The beak is grey and of medium length and the colour of the legs is pinkish-brown.
Distribution - Habitat
Its range (breeding) is almost exclusively limited to the Eastern Mediterranean region: northeastern Italy, the Balkans up to the western coastal parts of Turkey. It overwinters in the central and eastern sub-Saharan region (from E Mali to NW Sudan).
It prefers dry open areas covered with dense and tall maquis vegetation (the typical Mediterranean shrublands!), sometimes with scattered trees, broadleaf forests (oak) and olive groves. We will find it from sea level to an altitude of 1,700 m (sometimes up to 2,200 m).
Interesting Information
- From his name alone (cantillans from cantio, singing in Latin) we understand that he is a great singer!
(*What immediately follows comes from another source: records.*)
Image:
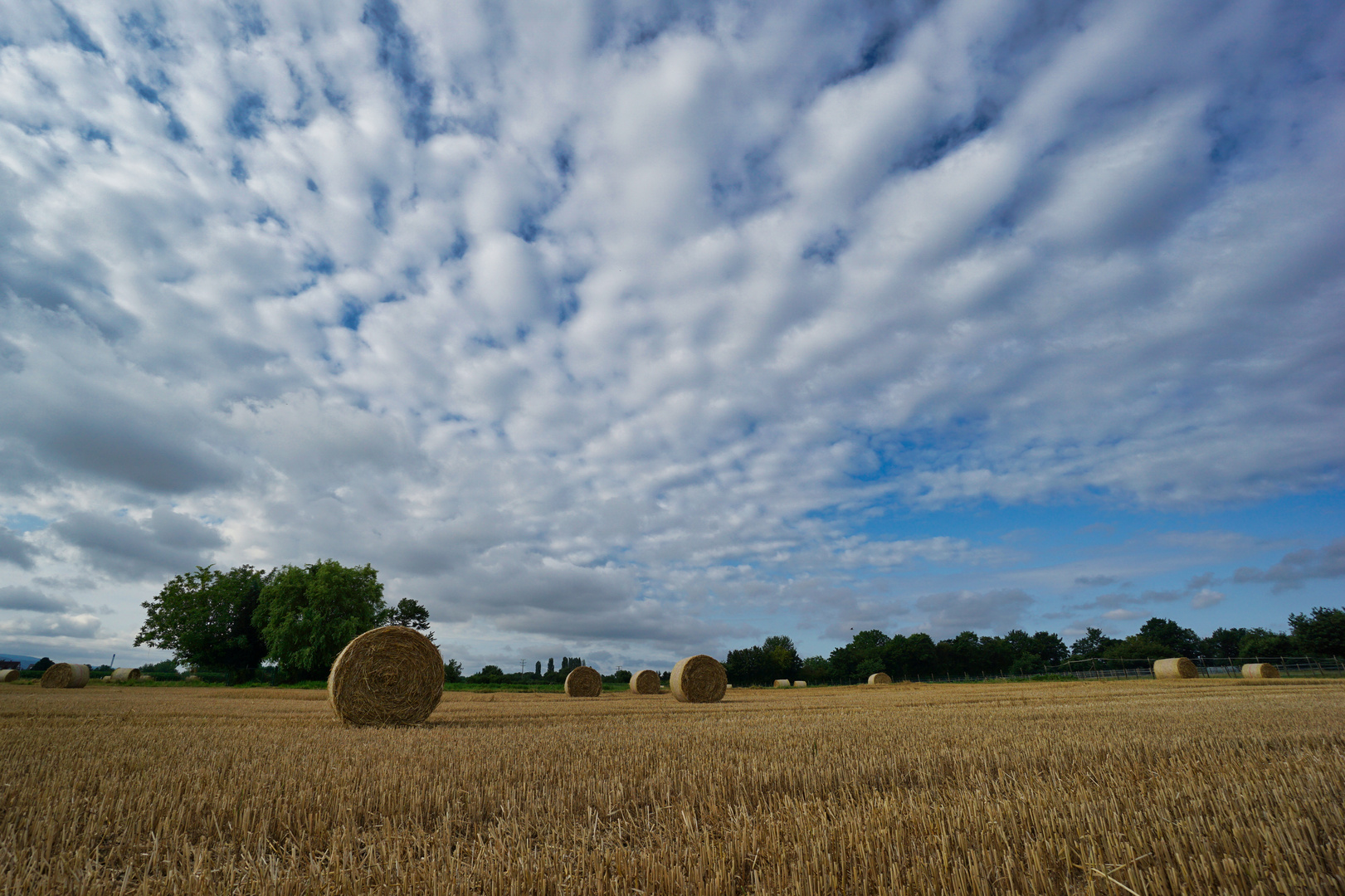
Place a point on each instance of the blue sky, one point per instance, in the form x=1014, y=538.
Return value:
x=635, y=330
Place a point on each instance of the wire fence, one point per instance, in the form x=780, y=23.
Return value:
x=1119, y=669
x=1206, y=666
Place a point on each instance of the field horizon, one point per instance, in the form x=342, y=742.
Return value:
x=1060, y=787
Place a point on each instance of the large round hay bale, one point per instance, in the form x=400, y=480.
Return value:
x=646, y=682
x=699, y=679
x=1260, y=670
x=66, y=675
x=390, y=675
x=582, y=681
x=1176, y=668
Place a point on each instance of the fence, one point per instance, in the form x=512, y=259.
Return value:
x=1208, y=666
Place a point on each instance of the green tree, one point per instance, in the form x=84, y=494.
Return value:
x=206, y=619
x=309, y=614
x=1094, y=643
x=1263, y=642
x=490, y=674
x=909, y=655
x=959, y=655
x=1223, y=642
x=1050, y=647
x=1323, y=632
x=409, y=614
x=782, y=658
x=1180, y=642
x=816, y=669
x=1138, y=647
x=773, y=658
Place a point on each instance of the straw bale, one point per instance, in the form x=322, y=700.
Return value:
x=582, y=681
x=1260, y=670
x=66, y=675
x=646, y=682
x=390, y=675
x=1176, y=668
x=699, y=679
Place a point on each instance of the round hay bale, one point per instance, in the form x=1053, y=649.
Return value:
x=699, y=679
x=66, y=675
x=582, y=681
x=1176, y=668
x=390, y=675
x=646, y=682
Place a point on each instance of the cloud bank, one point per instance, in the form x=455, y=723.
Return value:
x=615, y=322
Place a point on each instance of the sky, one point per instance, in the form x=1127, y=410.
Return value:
x=639, y=330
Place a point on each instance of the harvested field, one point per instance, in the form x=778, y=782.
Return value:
x=1162, y=787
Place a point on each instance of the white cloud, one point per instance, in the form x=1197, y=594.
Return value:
x=621, y=303
x=1206, y=597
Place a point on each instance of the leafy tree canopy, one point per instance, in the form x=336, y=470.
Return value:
x=1177, y=640
x=206, y=619
x=309, y=614
x=1320, y=632
x=1094, y=643
x=407, y=612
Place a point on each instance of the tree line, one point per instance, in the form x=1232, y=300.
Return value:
x=296, y=618
x=1320, y=632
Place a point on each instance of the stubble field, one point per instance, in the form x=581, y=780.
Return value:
x=1143, y=787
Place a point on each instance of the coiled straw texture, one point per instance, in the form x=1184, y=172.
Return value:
x=1260, y=670
x=66, y=675
x=699, y=679
x=646, y=682
x=390, y=675
x=1176, y=668
x=582, y=681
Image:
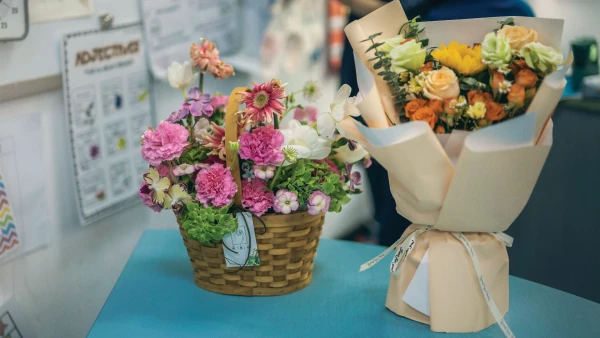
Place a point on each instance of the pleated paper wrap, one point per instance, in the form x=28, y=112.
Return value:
x=475, y=183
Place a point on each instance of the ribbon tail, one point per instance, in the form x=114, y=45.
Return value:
x=486, y=295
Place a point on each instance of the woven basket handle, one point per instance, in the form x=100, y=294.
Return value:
x=232, y=130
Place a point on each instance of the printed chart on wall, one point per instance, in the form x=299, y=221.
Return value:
x=170, y=27
x=107, y=89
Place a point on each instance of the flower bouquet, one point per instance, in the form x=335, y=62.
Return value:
x=459, y=115
x=260, y=178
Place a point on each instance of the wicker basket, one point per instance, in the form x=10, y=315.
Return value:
x=286, y=249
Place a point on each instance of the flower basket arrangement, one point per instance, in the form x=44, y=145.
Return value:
x=458, y=112
x=213, y=161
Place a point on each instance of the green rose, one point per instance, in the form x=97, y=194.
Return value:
x=409, y=56
x=390, y=43
x=541, y=57
x=496, y=51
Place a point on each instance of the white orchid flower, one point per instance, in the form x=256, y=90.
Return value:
x=181, y=75
x=342, y=106
x=305, y=141
x=346, y=155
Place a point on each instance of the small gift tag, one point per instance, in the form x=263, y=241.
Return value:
x=242, y=242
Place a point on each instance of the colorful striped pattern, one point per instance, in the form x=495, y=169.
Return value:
x=8, y=230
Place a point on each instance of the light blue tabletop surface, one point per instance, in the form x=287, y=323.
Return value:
x=156, y=297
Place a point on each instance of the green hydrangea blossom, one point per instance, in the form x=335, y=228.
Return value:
x=304, y=177
x=207, y=225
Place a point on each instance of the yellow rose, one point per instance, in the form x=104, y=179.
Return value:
x=441, y=84
x=477, y=111
x=518, y=36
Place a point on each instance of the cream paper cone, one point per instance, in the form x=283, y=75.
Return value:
x=471, y=182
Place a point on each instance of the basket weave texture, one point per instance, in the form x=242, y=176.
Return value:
x=287, y=251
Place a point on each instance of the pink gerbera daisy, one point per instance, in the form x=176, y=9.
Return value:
x=262, y=102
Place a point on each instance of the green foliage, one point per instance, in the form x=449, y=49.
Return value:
x=305, y=176
x=207, y=225
x=194, y=155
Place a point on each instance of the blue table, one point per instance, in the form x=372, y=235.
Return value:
x=156, y=297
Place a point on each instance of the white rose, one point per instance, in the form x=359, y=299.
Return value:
x=181, y=75
x=346, y=155
x=441, y=84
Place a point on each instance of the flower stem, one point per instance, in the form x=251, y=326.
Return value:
x=201, y=82
x=272, y=184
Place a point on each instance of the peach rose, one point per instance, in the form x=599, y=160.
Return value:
x=436, y=106
x=412, y=106
x=441, y=84
x=426, y=67
x=449, y=106
x=518, y=36
x=425, y=114
x=517, y=65
x=494, y=111
x=478, y=96
x=497, y=79
x=526, y=78
x=516, y=95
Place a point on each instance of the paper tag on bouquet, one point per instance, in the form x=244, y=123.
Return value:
x=240, y=247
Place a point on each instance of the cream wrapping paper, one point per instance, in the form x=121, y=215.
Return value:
x=476, y=183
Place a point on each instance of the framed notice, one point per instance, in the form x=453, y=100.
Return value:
x=106, y=86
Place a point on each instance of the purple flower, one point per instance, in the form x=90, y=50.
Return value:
x=318, y=202
x=367, y=162
x=184, y=169
x=354, y=177
x=194, y=94
x=285, y=202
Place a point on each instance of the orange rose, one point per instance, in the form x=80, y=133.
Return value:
x=516, y=95
x=436, y=106
x=494, y=111
x=449, y=107
x=412, y=106
x=526, y=78
x=426, y=67
x=478, y=96
x=425, y=114
x=497, y=79
x=517, y=65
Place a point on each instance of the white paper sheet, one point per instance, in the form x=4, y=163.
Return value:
x=53, y=10
x=170, y=27
x=21, y=165
x=242, y=243
x=417, y=293
x=106, y=95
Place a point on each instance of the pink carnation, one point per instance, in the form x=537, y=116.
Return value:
x=262, y=145
x=146, y=196
x=219, y=101
x=215, y=186
x=307, y=114
x=256, y=196
x=165, y=143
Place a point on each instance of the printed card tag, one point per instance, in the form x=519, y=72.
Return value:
x=242, y=243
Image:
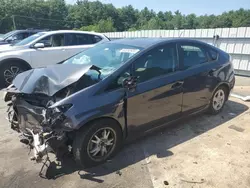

And indeed he has a loud rattling chant that he likes to give from the tops of the tallest bushes in his area.
- It feeds mainly on insects (crickets, phasmids, semiptera, scissors, etc.), but also spiders and, outside the breeding season, fruits such as blackberries, especially in the autumn season when it needs to store fat to migrate to Africa.
- In some very hot areas, parents have been observed feeding blackberries to their chicks, probably to help them cope with the high water losses.
- It usually spawns twice a year in a well-formed bowl of grass, fine roots and leaves lined internally with softer materials such as grasses and fur, and is usually placed inside a bush or tree up to about a metre above the ground. Both leaves build the nest but the male is responsible for shaping it while the female is responsible for the inner lining!
- She lays 3-5 eggs at a time both parents hatch for about 12 days. The chicks, after being cared for by both parents are ready to leave the nest 10-12 days later.
- In May 2020 the former Eastern subalpine warbler was split into two new species, the Eastern (Curruca cantillans) and Western (C. iberiae) subalpine warbler, with the latter spreading to the NW African coast, the Iberian Peninsula and Italy.
- As fires in Mediterranean shrublands are a very common phenomena, the Eastern subalpine warbler is extremely well adapted to this and even prefers the middle stages of growth in these shrublands after a fire.
- There is a clear, although small, shift in its range towards the north: it gains areas at the northern limit of its distribution while losing others in the south; this can be explained by its response to climate change!